Peter Gerrard, 24, moved to Los Angeles of Maryland, two years ago to follow the TV writing. After graduating with the degree of data from the University of Maryland, he felt that it was his last chance to chase his dream.

Within weeks of reaching Los Angeles in April 2023, he got a handful of job interviews and even felt hope for a few.

Then the book union went to the strike.

He said, “I came moments before the disaster, and I had no idea.”

During the slowdown, Gerard filled his time by working on independent films, attending the classrooms and building his wallet. He said he was well without disturbing full -time, with the discovery that Los Angeles would ultimately make her charm on him.

She said that “Cosmic Dancing Design” touched the writer and producer Jel Goldsmith nearly 30 years ago, when she left her job as a general defender in Chicago to follow TV writing. Seven months after my witness in Los Angeles, her luck turned when she met “NYPD Blue” with the start of the co -founder David Milch at the chocolate store in Santa Monica. Goldsmith sent him to a text, bought it and bought it and got its first balance in 1998.

Goldsmith, a lecturer at the University of California program in Los Angeles at the theater, cinema and television school, said that she tells her students that these opportunities come only when they meet in the middle of the road.

But hearing veteran writers grieves for their missing jobs, and Los Angeles’s glory to Gerard has skeptical of his own success.

He said: “I felt sorry for them, but this made me also realize, like, Wow, there are many people who want to do so, and many of them exceed me a lot, with anything to show it.”

Lore Olivra.

Lore Olivra.

(Robert Hanashiro / for times)

As the youngest writer in her current book room, Lauer V

She said, “I definitely think they are a little romantic, but there is some truth there.”

Olivra obtained her first job in 2023, after a year of graduation from Stanford University. This process was clear: its same cold representatives made her eyes to one of the shows, and she loved her, and she conducted an interview with her and got the job. But Olivra said these success stories are rare.

She said, “I was lucky to resort to.” However, getting the staff is not the finish line, as it added, a temporary stop for only 20 weeks from panic to find the next party.

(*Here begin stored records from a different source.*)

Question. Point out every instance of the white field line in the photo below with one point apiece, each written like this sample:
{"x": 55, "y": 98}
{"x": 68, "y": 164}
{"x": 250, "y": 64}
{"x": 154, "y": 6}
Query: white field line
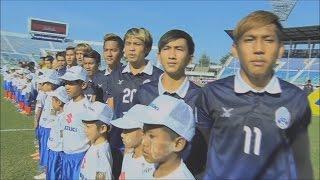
{"x": 15, "y": 130}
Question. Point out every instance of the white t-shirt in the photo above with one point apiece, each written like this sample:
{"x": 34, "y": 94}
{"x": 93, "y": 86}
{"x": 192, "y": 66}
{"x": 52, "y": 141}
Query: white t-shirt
{"x": 135, "y": 168}
{"x": 55, "y": 137}
{"x": 74, "y": 136}
{"x": 98, "y": 158}
{"x": 41, "y": 97}
{"x": 182, "y": 172}
{"x": 48, "y": 114}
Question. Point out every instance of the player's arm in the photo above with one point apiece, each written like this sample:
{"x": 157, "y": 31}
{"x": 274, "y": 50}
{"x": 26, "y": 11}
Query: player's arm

Olivra is also the only employee writer in her current room, where all her colleagues hold higher titles such as the editor or product. It is a natural result, among the contestants who face pressure to fill the limited positions with heavy strikes that have already proven to be able to create visits.

Olivra said that she does not know every 26 years of age was appointed a few decades ago, but even her older peers agreed that the industry had lost a previous atmosphere.

“It is definitely a slap in the face when you get here and you love,” yes, it will be a few miserable years, and then I may not do that. “Not because I am good or bad … but just because the industry is dead and very afraid of taking opportunities.”

Jolaia Giles, who graduated from Dodge Dodge College in 2023, said her separation has a talent in the gastone. But the industry did not give them anywhere to put it.

Instead, studios flow money ReshapeThe 24 -year -old said, even with consumers View their appetite for the original materials.

“I hope we will move to the era of the film, where they are new and new ideas and new views and to have an open mind on the voice of our generation,” Gillas said.

Until then, the director said she would continue to create a job for herself.

During the strikes, Gillams and a budget production team “SinCero”, which won the Audience Award for the Short Documentary Film at the New Port Beach Film Festival 2023. As it continues to search for a DOC distributor, it already has another business project.

Hernandez, boredom of the “black hole” for work applications, said she also focuses on re -working to life. In an ideal world, this leads to a cinematic festival or two, and perhaps even representing the agency. But mostly, what drives her is the pride in the same work.

Hernandez said: “If you are successful in my mind, I am satisfied with it.”